5 Replies Latest reply: Jan 3, 2013 5:16 PM by Stew Ashton RSS

    queries to get data in batches from a huge data table

    DIVI
      HI,

      Here is my problem, i need to create some files with my own format(let say 5000 recs each) from a huge data table (May contain 5 Million records). And i want this creation to be multi threaded.
      so how can i form queries efficiently to fetch records like 1..5000 and 5001..10000 and so on.

      I can form some thing like select * from table where rownum<5000 and not exists ( already fetched records) . but it is not the efficient one. . please suggest me the best way of forming the queries or any alternative approach to create files.
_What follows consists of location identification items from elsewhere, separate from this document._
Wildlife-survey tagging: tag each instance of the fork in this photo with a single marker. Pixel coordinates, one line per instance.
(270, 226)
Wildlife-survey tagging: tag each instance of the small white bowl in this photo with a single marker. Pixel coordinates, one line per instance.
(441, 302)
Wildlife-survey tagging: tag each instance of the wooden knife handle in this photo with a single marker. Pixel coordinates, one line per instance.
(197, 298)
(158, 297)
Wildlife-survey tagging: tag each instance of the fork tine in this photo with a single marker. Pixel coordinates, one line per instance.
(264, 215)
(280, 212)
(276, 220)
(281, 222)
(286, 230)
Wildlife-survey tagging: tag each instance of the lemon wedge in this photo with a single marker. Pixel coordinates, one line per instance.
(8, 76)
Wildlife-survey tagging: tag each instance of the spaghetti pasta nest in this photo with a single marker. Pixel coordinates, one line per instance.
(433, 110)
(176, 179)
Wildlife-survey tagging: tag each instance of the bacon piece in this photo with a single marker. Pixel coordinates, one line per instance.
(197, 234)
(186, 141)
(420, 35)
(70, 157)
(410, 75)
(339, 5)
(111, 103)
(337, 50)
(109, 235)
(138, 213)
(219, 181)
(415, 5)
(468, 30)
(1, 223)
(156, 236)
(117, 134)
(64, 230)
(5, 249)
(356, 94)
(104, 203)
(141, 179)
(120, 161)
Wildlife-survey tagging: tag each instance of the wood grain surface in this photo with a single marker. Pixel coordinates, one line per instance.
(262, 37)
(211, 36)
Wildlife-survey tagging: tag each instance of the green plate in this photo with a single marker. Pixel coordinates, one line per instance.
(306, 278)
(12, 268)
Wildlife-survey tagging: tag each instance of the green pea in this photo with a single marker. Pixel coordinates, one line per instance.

      Edited by: DIVI on Jan 3, 2013 7:39 AM
        • 1. Re: queries getting data as batches from a huge data table
          sb92075
          DIVI wrote:
          HI,

          Here is my problem, i need to create some files with my own format(let say 5000 recs each) from a huge data table (May contain 5 Million records). And i want this creation to be multi threaded.
          SQL is NOT multi threaded

          BTW 5 million row table is tiny!
          • 2. Re: queries getting data as batches from a huge data table
            DIVI
            Here my java program is multi threaded, so i need an efficient query to fetch data from 5001th record to 10000th rec and another query to fetch from 100001 to 15000 and so on. how can i write those queries with out introducing a new column which holds serial number.
            • 3. Re: queries to get data in batches from a huge data table
              rp0428
              >
              Here is my problem, i need to create some files with my own format(let say 5000 recs each) from a huge data table (May contain 5 Million records). And i want this creation to be multi threaded.
              so how can i form queries efficiently to fetch records like 1..5000 and 5001..10000 and so on.

              I can form some thing like select * from table where rownum<5000 and not exists ( already fetched records) . but it is not the efficient one. . please suggest me the best way of forming the queries or any alternative approach to create files.
              >
              See Tom Kyte's article 'On Top-n and Pagination Queries'
              http://www.oracle.com/technetwork/issue-archive/2007/07-jan/o17asktom-093877.html

              He discusses several ways to do what you are asking.
              • 4. Re: queries to get data in batches from a huge data table
                jihuyao
                If data in the table is static, loop the query like

                select empno from
                (select emp.*, rownum rid from emp)
                where rid beteen 5000*(i-1)+1 and 5000*i

                and perform multi-thread process in your choice.
                • 5. Re: queries to get data in batches from a huge data table
                  Stew Ashton
                  There are different ways of doing this. Some are efficient. Some are very efficient.

                  It all depends on your requirement.

                  Do you require exactly 5000 records per thread, or do you just want to divide the work into chunks? 5000 records from a 5 million row table would mean 1000 threads, which would be much slower than one thread! I would say max 2 threads per CPU, assuming you are all alone on the machine.

                  Do the records have to be sorted in any way?

                  Does the table have a primary key index or unique index, or indeed any index on a NOT NULL value?

                  By far the most efficient would be ROWID ranges.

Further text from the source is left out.